Communities throughout Canada and the US add fluoride to their drinking water supplies to prevent dental cavities. As we’ve written about before, some opponents claim that the risk of adverse health effects outweighs the public health benefits of fluoridation. A recent report by the U.S. Public Health Service (US PHS) recommends an optimum fluoride concentration at the low end of the previously recommended range in order to reduce dental fluorosis. They did not find a link between fluoridation and any other adverse health impacts.

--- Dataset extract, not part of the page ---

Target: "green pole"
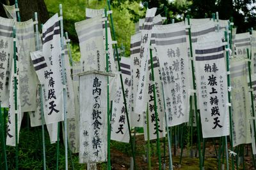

The US PHS recommended that the concentration of fluoride should be decreased to 0.7 mg/L. Health Canada’s Fluoride Expert Panel also recommended a 0.7 mg/L fluoride concentration in its 2008 report. Both found that at this concentration the risk of fluorosis – mottling of the tooth enamel – would be limited while still providing protection from cavities. The previous 1962 US PHS guidelines recommended a range between 0.7 mg/L and 1.2 mg/L, depending on the outdoor air temperature.
The change is based on new data showing:
- an increased prevalence of dental fluorosis in the US;
- there is no connection between children’s water intake and outdoor air temperature; and
- the contribution of fluoride in drinking water to total fluoride exposure.
The US PHS reviewed public comments raising concerns about the impact of fluoridation on bone fractures and skeletal fluorosis, carcinogenity, IQ and other neurological effects, endocrine disruption and other issues. For most concerns, it found that there was no evidence of a connection. For other concerns, such as the risk of skeletal fluorosis, it found that 0.7 mg/L was well below the concentration that could cause an adverse effect.
Although the US PHA has recommended a reduction, opponents of fluoridation are unlikely to find much support for their cause in this report.